It is interesting that one of the earliest ways of thinking about linearity was also one of the most abstract. Fourier formulated the principle of superposition in a way that very closely follows the definition of linear (vector) space that we use today. Fourier used this principle to formulate his theory of Heat Conduction.
Suppose that you are studying Heat Conduction in some system. You can imagine applying some source of heat $s$, and seeing what happens. This could be a point source of heat, or a general introduction of heat into the system, etc.. You can double the source of heat by applying $2s$. You can add two different sources of heat $s_1+s_2$ and you can form combinations $3s_1+1.2s_2$. Fourier formulated heat conduction using his principle of superposition in a critical way.
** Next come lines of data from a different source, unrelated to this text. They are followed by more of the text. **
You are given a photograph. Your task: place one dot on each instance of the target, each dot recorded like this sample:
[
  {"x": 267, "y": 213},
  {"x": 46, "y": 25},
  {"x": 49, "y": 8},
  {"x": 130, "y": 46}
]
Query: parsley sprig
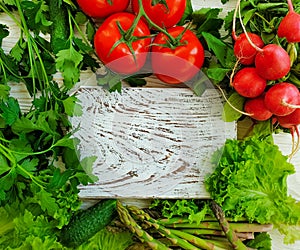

If $Es_1$ represents the effect on temperature over time due to the application of heat source $s_1$, then his principle was that, if you doubled the source, you would double the effect: $E(2s_1)=2E(s_1)$. And if you added sources, that would lead to adding the effects $E(s_1+s_2)=Es_1 + Es_2$. This was a very abstract principle, but virtual every Physical system has some linear regime where such basic rules apply: double the cause, and you double the effect; add causes and you add their individual effects. The causes will have to be "small" for linearity to apply, but virtually every Physical system has a linear regime. The derivative of Calculus is so important because it gives you a linear regime for the behavior of a function near a point; derivative is a linear approximation, and this generalizes to any number of dimensions.
So, one of the earliest linear space ideas would be the space of causes $s_1,s_2,s_3,\cdots$, and another space would be the space of effects. You can add causes. You can scale causes, etc.. And there is some linear operator $E$ that takes causes to effects through a principle of superposition: double the cause, you double the effect; add two causes and you add their effects.
To think in these terms, you just about have to use the most abstract, modern notion of Vector Space. There was a natural evolution leading to these ideas. And, once these ideas had sufficiently evolved, Vector Spaces because a natural setting for the theory of Quantum Mechanics. Oddly enough, Quantum Mechanics is one of the most linear of the physical models out there, and it requires complex scalars. You have little arrows in the complex plane that spin in time when you look at light, and to understand how to superimpose light, you have to use Complex scalars. Feynman formulated his Quantum Electrodynamics using this understanding.
A subspace is where you consider all the possible causes you can build from a fixed collection of sources using superposition. The corresponding effects would then be the subspace of all possible effects formed by superposition of the corresponding effects.